Pendant deux jours il reste au lit, mais la science de l’infirmière porte ses fruits. Mercredi il peut s’asseoir sur sa couche, manger un peu, commencer à se lever. Le jeudi il s’habille, peut descendre jusqu’à la salle à manger. Le vendredi, encore un peu pâlichon, il est en classe et, sauf en éducation physique, il peut suivre les cours.
À la fin de l’heure de langue, Rossman vient vers lui.
— Tiens, tu as une lettre. Je ne sais pas si j’ai raison de te la donner.
Dominique hausse les épaules, prends sans hâte l’enveloppe de beau papier jaune pastel. Au dos de celle-ci, un petit dessin : une poutre brisée, humoristiquement raccommodée par une ganse de ruban, à la façon d’un œuf de Pâques. Sa bouche prend un pli amer, il extrait la lettre, sa main tremble un peu. Il n’a pas encore entièrement récupéré.

Cher Dominique,
Maintenant tu sais. J’aurais préféré te le dire moi-même.
J’ai d’ailleurs voulu le faire le soir de la chorale - où vous avez très bien chanté - mais n’en ai pas eu le courage.
J’ai appris que tu as été malade, mais que tu es rétabli maintenant, j’en suis contente.
Je souhaite de tout cœur que nous restions tous les deux de bons amis, et pourquoi pas un peu plus.
Au revoir Dominique.
Michèle.

       Jacques Rossman s’est éloigné par discrétion mais il scrute le visage de son ami. Quand celui-ci replie la lettre, il s’avance à nouveau vers lui.
— Ça va Dominique ?
Dominique lui adresse un pauvre sourire. La lettre lui a fait mal, il n’est pas complètement guéri, mais il ne l’avouera pas. Il essaie d’être fort.
— Ça va, ça va merci.
Les autres l’entourent de leur chaleur, de leur amitié, cherchent à le distraire.
— Tu viens assister à la répétition de l’orchestre tout à l’heure ?
— Vous vous entraînez encore ? Pour quoi faire ?
— Le bal des normaliennes, dans dix jours.
— Ah, elles en font un aussi...
— Ben oui, Les quatrième année filles font également un voyage de fin d’études. Il faut bien qu’elles le financent.
— Elles n’ont pas d’orchestre ?
— Eh non ! Alors elles font appel aux meilleurs ! Nous ! Tu viendras à leur bal ?
— Je ne crois pas tu sais...
— Là Dominique, tu as tort. Ne donne jamais à personne la satisfaction de t’avoir vaincu. Tu es un sportif, tu dois le savoir.
— Tu as peut-être raison. On verra. Et toi, ça marche bien avec ta Janine ?
— Janine ? Larguée pendant les vacances de Pâques.
— Plus personne alors !
— Ah, je ne dis pas cela. J’ai repéré quelqu’un, mais il n’y a encore rien de fait.
— Et toi Jacques, ta Jeanne ?
— Pour moi, c’est toujours pareil, comme toi avant. Je... Oh, pardon...
— Non, ça ne fait rien. Il faut bien que je m’y fasse. Tu disais ?
— J’attends le bal des normaliennes. Là, je vais mettre le paquet, fais-moi confiance.

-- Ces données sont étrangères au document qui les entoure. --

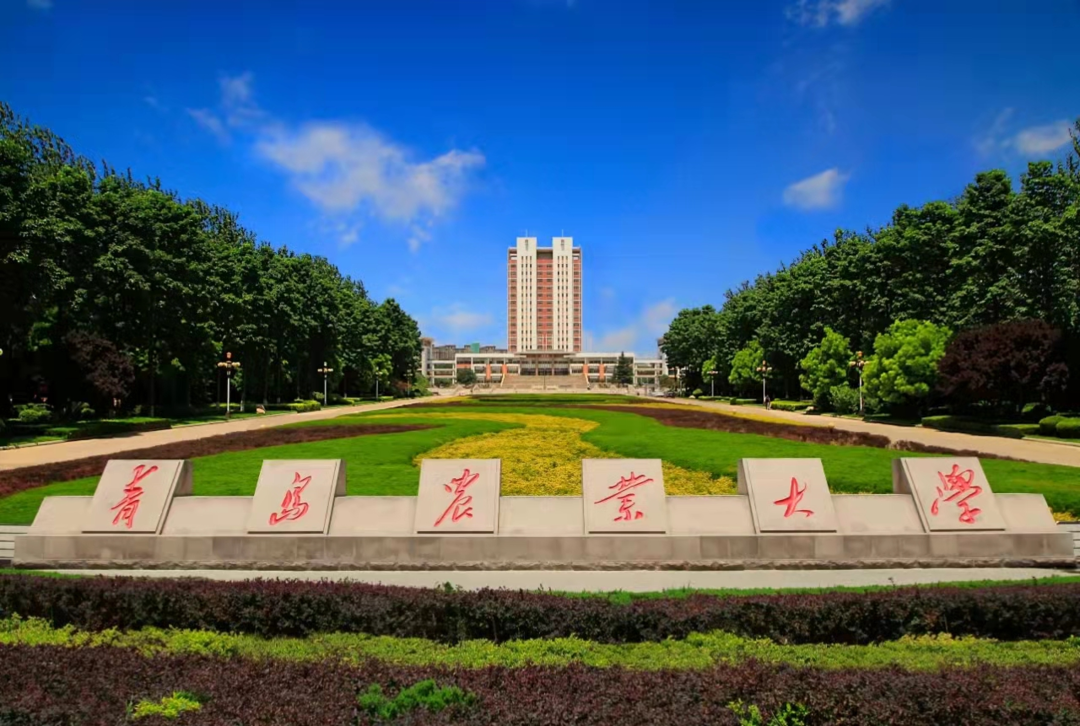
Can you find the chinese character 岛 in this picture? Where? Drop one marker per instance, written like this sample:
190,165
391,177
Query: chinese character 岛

       Pendant l’étude du soir Dominique relit, décortique la lettre de Michèle.
Pourquoi lui propose-t-elle son amitié ? Il n’a que faire de l’amitié d’une fille. L’amitié entre une fille et un garçon du même âge, c’est de l’utopie. Surtout entre eux deux. Et puis elle est contente... contente de quoi ? De sa maladie ou de sa guérison ! Et ce dessin ridicule au dos de l’enveloppe ! Elle se fout de lui encore une fois.
Pourtant, à y regarder de plus près, on dirait que ce n’est pas le même stylo qui a écrit la lettre et fait le dessin. L’encre du texte est bleu-marine tandis que le dessin est fait à l’encre noire. A-t-elle demandé à une copine de faire ce dessin ou bien celui-ci a-t-il été tracé à son insu par celle qui passe le courrier ?
De toute façon, la réponse est non, jamais il ne sera son ami. D’ailleurs il n’y aura pas de réponse. Il sort un livre de math et jette la lettre au fond de son casier.